Investment - Articles - Consumer safety vital as FCA considers secondary annuity mkt


Consumer protection must take centre stage as FCA considers practicalities of the secondary annuity market

     
  1.   Aegon welcomes FCA consultation on how to protect vulnerable, often elderly, consumers in the secondary annuity market
  2.  
  3.   From April 2017, people will have the option of selling or ‘assigning’ future annuity instalments to a third party firm, in return for a cash lump sum or an investment into a flexible drawdown policy
  4.  
  5.   Following on from the success of the pension freedoms which give individuals complete freedom on how to use their defined contribution pensions from age 55, the Chancellor announced in his 2015 Budget that he would offer similar freedoms to those who had already purchased annuities.
  6.  
  7.   Aegon welcomes consumer protection measures including transparency
  8.  
  9.   But highlights number of missing pieces to make this market work effectively for consumers, buyers and the original annuity provider
 Steven Cameron, Aegon’s Pensions Director said: “The launch of a secondary annuity market will offer new pension freedoms to those who bought their annuities in the past and would now prefer the flexibility of a cash lump sum or a new drawdown policy.
  
 However, as the Government has highlighted, it won’t be the right choice for most, with the FCA identifying a long list of risks to consider. It’s vital that people have access to professional advice and guidance to make sure they get a fair deal and make an informed decision.
 
 “Selling an annuity comes with risks of consumers making choices they may later regret. It means giving up a guaranteed income for the rest of your life, which in some cases would have continued to your spouse. While a lump sum to spend today may be tempting, it’s important to think about whether you are relying on your annuity income to have a decent standard of living for the rest of your and your spouse’s retirement.
  
 “One of the new challenges is calculating a fair lump sum value for a guaranteed income for life. This will be hugely affected by the individual’s health status and life expectancy.
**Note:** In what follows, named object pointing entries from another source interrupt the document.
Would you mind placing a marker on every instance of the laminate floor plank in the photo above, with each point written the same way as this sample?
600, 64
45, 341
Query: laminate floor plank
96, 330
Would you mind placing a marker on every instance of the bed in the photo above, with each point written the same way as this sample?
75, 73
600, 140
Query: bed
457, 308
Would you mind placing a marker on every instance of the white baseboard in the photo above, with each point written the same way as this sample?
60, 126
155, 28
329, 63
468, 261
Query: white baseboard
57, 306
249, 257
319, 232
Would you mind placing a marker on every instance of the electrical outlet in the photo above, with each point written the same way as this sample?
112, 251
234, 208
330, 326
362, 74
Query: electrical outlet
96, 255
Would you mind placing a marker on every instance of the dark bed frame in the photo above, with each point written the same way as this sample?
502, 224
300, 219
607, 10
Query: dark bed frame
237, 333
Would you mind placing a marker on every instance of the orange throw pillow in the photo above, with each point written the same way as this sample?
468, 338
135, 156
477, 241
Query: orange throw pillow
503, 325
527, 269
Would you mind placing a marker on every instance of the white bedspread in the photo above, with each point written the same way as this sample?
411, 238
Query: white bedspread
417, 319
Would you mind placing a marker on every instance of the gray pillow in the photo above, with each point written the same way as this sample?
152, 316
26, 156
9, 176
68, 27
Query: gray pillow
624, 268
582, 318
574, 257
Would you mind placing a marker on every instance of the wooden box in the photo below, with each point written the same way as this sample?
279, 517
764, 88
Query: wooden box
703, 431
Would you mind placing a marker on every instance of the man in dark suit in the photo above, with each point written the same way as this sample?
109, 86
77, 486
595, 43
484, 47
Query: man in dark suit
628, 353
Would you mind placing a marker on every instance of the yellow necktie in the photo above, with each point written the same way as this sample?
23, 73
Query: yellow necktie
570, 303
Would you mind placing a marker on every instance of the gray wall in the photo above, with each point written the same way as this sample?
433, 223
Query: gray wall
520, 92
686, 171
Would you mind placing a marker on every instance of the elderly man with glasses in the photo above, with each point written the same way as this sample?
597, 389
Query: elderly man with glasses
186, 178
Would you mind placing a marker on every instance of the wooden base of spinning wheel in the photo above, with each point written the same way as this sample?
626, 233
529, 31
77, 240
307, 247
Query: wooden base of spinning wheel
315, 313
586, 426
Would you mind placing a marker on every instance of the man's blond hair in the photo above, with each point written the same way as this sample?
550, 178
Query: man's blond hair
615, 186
It’s helpful that buyers will be required to give potential sellers an idea of what their annuity would cost to buy today and that charges involved in the transaction will be transparent, but without a proper assessment of the individual’s health, this can only be an approximate indication.
  
 “The FCA sets out how it proposes to address numerous consumer protection considerations, but there are a number of missing pieces to make this brand new market work efficiently. There is no central point for consumers to offer up their annuity to a range of buyers, with consumers instead being encouraged to approach each buyer separately to get the best deal. Each potential buyer may demand their own medical evidence which will be timely and costly. And for annuity providers to be comfortable to allow a customer to assign their annuity to an unconnected third party, they’ll want a reliable way of knowing when the annuitant dies and annuity payments should stop, but at present this simply doesn’t exist.”